One goblin each ran up to each of the Offending Party and pinned very tiny my crow phones to their lapels, earrings, strands of hair, or whatever was most ready to claw. Meanwhile these goblins lisped directions at the competitors, who, after the directions had been completed, had to wipe their faces clean from all the flying spit.

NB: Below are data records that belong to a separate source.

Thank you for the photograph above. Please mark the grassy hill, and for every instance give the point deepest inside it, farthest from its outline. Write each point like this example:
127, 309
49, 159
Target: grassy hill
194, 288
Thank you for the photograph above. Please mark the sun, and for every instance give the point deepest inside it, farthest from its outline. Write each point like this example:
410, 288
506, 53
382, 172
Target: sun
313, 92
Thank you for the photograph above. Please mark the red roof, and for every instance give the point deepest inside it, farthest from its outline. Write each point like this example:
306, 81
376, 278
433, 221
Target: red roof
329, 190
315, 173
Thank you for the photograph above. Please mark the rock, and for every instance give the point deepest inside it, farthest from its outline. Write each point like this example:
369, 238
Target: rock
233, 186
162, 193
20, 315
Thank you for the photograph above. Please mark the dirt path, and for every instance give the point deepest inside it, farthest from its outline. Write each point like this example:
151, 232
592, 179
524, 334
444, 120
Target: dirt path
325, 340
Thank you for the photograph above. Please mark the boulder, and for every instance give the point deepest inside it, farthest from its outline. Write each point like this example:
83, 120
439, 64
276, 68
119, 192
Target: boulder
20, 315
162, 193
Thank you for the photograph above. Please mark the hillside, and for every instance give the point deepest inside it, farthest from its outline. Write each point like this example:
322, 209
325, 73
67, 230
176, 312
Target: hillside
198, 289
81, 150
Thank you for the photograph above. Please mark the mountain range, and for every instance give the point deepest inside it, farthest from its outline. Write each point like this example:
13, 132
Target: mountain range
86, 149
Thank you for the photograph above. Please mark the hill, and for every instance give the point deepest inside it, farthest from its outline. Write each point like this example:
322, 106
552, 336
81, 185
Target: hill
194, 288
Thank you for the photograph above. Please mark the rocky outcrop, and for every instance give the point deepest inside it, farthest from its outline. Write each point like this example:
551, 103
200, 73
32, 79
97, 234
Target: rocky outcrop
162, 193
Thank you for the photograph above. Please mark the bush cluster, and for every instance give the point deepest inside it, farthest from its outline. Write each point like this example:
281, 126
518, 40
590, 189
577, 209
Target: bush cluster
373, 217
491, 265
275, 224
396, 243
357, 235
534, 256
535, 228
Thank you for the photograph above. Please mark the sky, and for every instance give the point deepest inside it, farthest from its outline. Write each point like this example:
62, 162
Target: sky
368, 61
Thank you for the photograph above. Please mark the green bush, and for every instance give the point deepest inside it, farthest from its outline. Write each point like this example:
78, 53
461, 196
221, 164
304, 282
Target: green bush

Here is an example of what they had had to go through:
"You have to weaw thith my cwow phone becauth you'we on the BBC weality tv thyow, an' if you don't weaw it, you'll be in vewy vewy big twoubow. Theiwill be a kamuwa twoll in youw caw at awl timeth. You may not go anywhewe without him, or you'll be in vewy big twoubow. Thith ith the biggetht hit of the theathon wight now, an' if you co-opewate, maybe thewe'th thomething it it fo' woo."
Six sets of eyes rolled and six pairs of hands rubbed six faces. As each member set out, sure enough, a BBC van followed each one.